The Heat Is Online

Climate Change Will Threaten Britain's National Security

Britain Warns Climate Change Threatens Security

Planetark.org, Oct. 25, 2006

LONDON - British Foreign Secretary Margaret Beckett will warn Europe on Tuesday to tackle climate change or risk terrorists seizing on famine, water shortages and failing energy infrastructures to threaten global security.

In her first major foreign policy speech, to a group of experts in Berlin, Beckett will call on the European Union to lead a global push toward new technologies and renewable energy, warning EU countries are already "dangerously behind the curve".

Beckett, according to a text of her speech obtained by Reuters, will cite reduced rainfall in the Middle East as a possible trigger for security problems.

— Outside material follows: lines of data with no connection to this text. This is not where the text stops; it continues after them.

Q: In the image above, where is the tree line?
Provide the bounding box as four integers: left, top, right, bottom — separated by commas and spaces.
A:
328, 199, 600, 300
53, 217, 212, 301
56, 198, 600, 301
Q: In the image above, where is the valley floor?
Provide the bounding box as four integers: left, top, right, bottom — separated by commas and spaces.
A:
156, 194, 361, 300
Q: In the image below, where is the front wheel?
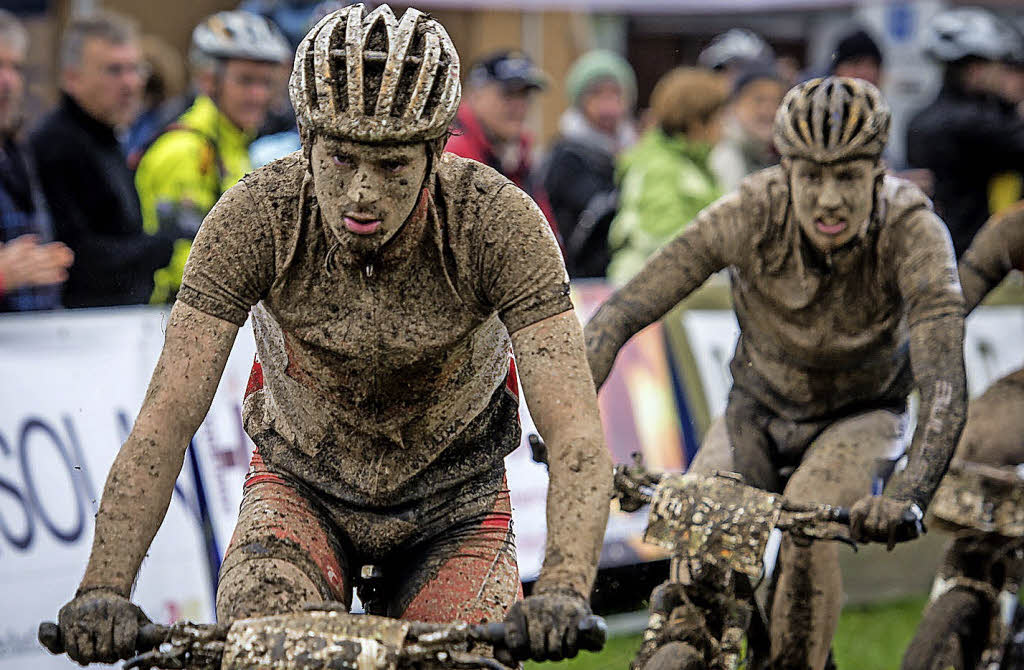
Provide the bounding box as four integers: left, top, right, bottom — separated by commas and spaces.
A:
901, 588, 989, 670
640, 641, 703, 670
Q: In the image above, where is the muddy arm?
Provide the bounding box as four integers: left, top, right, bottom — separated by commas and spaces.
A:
959, 203, 1024, 315
77, 302, 238, 596
583, 192, 742, 388
886, 212, 968, 509
512, 310, 613, 599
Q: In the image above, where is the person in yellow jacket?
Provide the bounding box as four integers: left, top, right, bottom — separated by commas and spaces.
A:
135, 10, 290, 303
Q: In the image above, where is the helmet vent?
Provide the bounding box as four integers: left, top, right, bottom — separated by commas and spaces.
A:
422, 49, 450, 121
363, 18, 390, 116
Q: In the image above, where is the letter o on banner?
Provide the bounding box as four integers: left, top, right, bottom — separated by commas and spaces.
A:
20, 418, 85, 544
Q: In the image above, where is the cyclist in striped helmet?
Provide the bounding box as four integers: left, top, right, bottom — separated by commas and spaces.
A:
586, 77, 967, 669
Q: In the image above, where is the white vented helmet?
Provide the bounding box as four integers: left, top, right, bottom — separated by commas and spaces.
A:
698, 29, 774, 71
191, 11, 292, 65
289, 3, 461, 143
923, 7, 1021, 63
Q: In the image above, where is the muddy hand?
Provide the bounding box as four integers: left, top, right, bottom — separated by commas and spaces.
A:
849, 495, 924, 551
501, 590, 598, 662
54, 588, 149, 665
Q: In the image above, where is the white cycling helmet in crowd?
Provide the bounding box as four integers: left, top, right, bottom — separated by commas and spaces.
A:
289, 3, 460, 144
698, 28, 774, 71
774, 77, 890, 164
191, 10, 292, 65
922, 7, 1022, 64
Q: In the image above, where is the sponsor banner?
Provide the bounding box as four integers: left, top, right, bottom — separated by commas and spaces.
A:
0, 307, 256, 669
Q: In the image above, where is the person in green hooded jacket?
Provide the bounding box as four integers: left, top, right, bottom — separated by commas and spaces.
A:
607, 67, 728, 284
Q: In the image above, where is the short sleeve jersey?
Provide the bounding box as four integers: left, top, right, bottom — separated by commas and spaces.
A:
179, 152, 571, 506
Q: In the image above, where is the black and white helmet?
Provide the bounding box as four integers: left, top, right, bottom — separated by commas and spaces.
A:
191, 10, 292, 65
922, 7, 1022, 64
698, 29, 774, 71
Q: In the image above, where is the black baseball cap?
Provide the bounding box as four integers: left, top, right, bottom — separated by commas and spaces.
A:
468, 50, 548, 92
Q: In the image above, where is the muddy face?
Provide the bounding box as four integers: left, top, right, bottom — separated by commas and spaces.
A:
787, 157, 879, 254
310, 136, 429, 257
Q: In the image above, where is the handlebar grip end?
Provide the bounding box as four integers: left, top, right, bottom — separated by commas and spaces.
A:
577, 615, 607, 652
39, 622, 63, 655
831, 507, 851, 525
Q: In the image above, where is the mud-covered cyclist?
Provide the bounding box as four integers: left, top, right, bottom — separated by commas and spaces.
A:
586, 77, 968, 670
53, 5, 612, 666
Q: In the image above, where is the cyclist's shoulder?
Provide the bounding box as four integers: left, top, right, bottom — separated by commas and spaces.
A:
437, 152, 512, 202
239, 150, 306, 196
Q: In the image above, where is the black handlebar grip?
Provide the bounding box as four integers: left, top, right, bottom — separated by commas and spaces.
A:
478, 621, 508, 646
476, 615, 606, 652
38, 622, 63, 655
137, 623, 171, 650
37, 620, 167, 657
831, 507, 851, 525
576, 615, 607, 652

"Look at those things that are highest on the European agenda -- strong borders, poverty reduction, the risks of conflict and international terrorism, energy security, jobs and growth," Beckett will say.

"Get our response right to climate change and our ability to deal with all of these is enhanced. Get it wrong and our efforts across the board will be undermined."

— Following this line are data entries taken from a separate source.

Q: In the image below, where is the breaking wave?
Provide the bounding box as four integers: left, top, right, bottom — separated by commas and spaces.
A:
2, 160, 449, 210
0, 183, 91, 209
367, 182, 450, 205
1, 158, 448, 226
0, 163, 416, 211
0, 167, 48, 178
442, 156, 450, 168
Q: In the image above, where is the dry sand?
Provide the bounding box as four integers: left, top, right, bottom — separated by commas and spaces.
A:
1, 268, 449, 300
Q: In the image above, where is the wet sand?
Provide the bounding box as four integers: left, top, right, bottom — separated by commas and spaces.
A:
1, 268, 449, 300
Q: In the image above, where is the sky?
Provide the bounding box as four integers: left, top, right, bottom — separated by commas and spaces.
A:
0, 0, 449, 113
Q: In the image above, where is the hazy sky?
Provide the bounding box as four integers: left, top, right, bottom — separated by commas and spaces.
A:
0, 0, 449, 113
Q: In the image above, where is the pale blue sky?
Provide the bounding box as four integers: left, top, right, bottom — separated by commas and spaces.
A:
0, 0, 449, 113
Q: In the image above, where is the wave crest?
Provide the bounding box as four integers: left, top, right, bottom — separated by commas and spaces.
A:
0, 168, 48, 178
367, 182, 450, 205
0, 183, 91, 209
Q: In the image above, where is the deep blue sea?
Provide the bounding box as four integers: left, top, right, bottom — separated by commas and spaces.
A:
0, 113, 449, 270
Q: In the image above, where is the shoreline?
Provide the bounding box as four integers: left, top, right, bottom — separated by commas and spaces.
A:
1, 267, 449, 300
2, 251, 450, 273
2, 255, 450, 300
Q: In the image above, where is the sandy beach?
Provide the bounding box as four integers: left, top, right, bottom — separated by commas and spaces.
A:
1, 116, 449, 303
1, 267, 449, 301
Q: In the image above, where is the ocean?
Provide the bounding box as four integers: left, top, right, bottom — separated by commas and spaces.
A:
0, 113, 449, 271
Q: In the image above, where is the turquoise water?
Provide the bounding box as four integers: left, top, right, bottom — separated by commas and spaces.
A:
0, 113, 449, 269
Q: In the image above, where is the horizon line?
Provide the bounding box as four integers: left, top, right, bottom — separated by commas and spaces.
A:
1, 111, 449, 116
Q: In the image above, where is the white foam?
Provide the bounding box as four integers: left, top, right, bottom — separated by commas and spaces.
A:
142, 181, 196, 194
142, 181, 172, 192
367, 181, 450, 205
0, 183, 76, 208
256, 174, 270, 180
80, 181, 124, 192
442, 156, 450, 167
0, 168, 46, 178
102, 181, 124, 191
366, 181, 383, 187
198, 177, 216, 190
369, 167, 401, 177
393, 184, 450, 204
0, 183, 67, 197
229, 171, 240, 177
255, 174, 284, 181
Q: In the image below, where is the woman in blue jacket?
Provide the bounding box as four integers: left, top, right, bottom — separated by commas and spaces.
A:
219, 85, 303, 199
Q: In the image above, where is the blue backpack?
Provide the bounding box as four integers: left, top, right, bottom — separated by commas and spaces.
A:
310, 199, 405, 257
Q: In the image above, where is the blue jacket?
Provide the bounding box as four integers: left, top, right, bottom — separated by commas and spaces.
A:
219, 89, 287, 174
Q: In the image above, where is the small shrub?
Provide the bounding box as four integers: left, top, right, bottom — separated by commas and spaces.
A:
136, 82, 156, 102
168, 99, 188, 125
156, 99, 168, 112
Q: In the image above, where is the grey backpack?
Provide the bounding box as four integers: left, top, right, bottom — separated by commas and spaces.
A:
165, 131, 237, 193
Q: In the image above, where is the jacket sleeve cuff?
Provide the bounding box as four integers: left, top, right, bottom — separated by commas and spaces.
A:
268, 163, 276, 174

Beckett's speech follows an EU leaders' meeting in Finland last week that focused on energy policy and urged action on climate change.

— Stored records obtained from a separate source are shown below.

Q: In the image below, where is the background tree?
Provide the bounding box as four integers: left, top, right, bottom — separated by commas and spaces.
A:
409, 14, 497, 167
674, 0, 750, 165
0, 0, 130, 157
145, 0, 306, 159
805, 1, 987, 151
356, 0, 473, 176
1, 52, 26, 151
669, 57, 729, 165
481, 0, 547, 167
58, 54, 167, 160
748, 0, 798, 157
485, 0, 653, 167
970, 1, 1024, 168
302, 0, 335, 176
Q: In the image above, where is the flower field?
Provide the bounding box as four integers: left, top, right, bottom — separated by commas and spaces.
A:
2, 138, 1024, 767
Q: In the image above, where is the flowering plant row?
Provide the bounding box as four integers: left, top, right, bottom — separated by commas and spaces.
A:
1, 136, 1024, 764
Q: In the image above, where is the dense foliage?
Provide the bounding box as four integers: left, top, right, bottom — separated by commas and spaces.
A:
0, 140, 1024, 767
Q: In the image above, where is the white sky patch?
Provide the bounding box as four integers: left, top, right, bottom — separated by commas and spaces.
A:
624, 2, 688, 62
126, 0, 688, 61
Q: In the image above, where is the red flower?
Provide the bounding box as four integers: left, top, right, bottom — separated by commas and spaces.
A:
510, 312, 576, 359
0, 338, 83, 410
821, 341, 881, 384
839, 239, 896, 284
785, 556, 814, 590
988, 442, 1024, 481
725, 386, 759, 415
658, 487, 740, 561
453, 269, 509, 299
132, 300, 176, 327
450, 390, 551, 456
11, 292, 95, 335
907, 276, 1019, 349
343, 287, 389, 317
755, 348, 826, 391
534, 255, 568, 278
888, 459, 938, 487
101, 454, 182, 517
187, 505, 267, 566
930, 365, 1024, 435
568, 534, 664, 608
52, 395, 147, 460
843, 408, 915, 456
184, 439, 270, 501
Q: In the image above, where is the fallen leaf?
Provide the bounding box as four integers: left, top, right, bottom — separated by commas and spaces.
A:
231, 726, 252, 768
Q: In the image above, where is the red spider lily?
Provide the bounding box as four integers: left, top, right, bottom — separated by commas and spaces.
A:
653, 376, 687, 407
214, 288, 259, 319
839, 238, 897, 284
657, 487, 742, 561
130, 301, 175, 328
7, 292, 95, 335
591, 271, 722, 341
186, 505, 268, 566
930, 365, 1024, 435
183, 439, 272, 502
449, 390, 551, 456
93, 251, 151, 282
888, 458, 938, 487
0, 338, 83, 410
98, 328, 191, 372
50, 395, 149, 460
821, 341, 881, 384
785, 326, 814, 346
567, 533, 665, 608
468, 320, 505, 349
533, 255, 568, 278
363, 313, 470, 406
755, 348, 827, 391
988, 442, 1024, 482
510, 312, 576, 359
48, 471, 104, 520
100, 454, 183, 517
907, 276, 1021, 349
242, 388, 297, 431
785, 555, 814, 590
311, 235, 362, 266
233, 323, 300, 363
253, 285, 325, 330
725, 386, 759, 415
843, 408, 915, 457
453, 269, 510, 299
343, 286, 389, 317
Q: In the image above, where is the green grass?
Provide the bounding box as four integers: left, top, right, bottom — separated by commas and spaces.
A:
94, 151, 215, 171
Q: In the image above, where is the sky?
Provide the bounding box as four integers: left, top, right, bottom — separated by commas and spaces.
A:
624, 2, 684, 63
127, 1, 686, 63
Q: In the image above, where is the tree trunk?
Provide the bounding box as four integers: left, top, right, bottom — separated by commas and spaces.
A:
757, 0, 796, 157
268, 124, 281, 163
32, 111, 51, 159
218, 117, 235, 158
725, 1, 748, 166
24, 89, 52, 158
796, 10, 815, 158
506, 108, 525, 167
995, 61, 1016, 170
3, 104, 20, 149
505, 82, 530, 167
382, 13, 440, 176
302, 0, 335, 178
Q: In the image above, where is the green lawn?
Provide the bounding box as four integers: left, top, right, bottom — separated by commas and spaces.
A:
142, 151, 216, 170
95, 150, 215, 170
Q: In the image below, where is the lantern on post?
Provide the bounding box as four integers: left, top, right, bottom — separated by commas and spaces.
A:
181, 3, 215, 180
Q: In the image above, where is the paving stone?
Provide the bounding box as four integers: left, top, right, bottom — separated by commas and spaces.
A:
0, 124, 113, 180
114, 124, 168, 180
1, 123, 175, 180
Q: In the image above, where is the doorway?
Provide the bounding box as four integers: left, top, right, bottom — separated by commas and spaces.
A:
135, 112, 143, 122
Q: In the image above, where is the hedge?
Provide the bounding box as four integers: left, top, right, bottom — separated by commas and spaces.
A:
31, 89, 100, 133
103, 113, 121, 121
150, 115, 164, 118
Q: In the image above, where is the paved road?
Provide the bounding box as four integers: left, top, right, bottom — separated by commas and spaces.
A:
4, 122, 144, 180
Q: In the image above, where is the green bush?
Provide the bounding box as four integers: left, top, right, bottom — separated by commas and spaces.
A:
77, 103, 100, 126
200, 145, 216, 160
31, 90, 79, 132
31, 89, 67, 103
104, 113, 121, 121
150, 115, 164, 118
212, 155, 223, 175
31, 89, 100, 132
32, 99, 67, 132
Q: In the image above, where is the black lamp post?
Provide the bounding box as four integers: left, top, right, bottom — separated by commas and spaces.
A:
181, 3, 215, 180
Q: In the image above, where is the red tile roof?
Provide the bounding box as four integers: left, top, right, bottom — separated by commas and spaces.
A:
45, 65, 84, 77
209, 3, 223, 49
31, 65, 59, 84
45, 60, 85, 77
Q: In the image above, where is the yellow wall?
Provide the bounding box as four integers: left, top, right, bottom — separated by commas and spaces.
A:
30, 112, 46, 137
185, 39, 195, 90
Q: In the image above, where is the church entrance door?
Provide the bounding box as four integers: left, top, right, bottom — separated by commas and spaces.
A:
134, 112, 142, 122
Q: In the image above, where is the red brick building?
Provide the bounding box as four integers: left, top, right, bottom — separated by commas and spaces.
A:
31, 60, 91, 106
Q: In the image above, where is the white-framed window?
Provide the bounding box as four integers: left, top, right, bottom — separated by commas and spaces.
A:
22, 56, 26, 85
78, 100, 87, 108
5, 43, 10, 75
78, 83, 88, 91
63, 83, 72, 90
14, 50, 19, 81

She will say climate change, with drastically diminishing resources in some of the most volatile parts of the world, has the potential to create a "potentially catastrophic dynamic" in regions already at breaking point.

Beckett, a former environment minister, will say the Middle East is a case in point as climate models suggest Saudi Arabia, Iran and Iraq will be among those countries to see the biggest rainfall reductions in the world.

Egypt -- a pivotal country for regional stability -- will suffer a double blow, she will say, as loss of flow from the river Nile and rising sea-levels in the north are set to destroy the country's agricultural heartland.

Beckett will urge governments to produce incentives and penalties designed to drive private capital toward a low-carbon world economy.

"The greatest security threat we face as a global community won't be met by guns and tanks," she will say.

"It will be solved by investment in the emerging techniques of soft power -- building avenues of opportunity that will lead to a low-carbon economy."